The Abilene Project, the code name for the $500 million Internet 2 backbone connecting universities that will create advanced networking applications, went live Wednesday connecting 37 universities around the United States.
When the five-year effort is over, the goal is for Internet 2 to connect 140 universities around the country. Early participants agreed to kick in $50 million a year to fund the next-generation network.
Abilene, a project of the University Corp. for Advanced Internet Development, will serve as a testing ground for advanced applications including distance learning, tele-medicine and digital libraries. Several technology companies and institutions contributed equipment to the effort, including Qwest Communications, Cisco Systems Inc., Nortel Networks and Indiana University, where the network’s operations center is housed.

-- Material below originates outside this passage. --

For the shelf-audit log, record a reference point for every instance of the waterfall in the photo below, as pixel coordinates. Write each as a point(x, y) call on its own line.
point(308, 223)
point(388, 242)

The new backbone spans more than 10,000 miles and operates at 2.4 gigabits per second — 45,000 times faster than a 56K modem. By the end of the year, project organizers hope to have 70 universities and research institutions connected to Internet 2.
Those involved with the project said it will begin to pay dividends immediately.
“The fact that the Abilene network is operational is of great significance to member universities whose faculty and researchers now have access to unsurpassed networking capabilities for teaching and research,” said Michael McRobbie, Indiana University’s vice president for information technology.
Douglas E. Van Houweling, president and chief executive office of UCAID, said the initiative’s corporate partners played a key role in the project which will benefit everyone.
“Just as the research networks of a decade ago produced technologies that have transformed the way we all work, learn and live today, Abilene will help develop the technology we will all use tommorrow,” he said.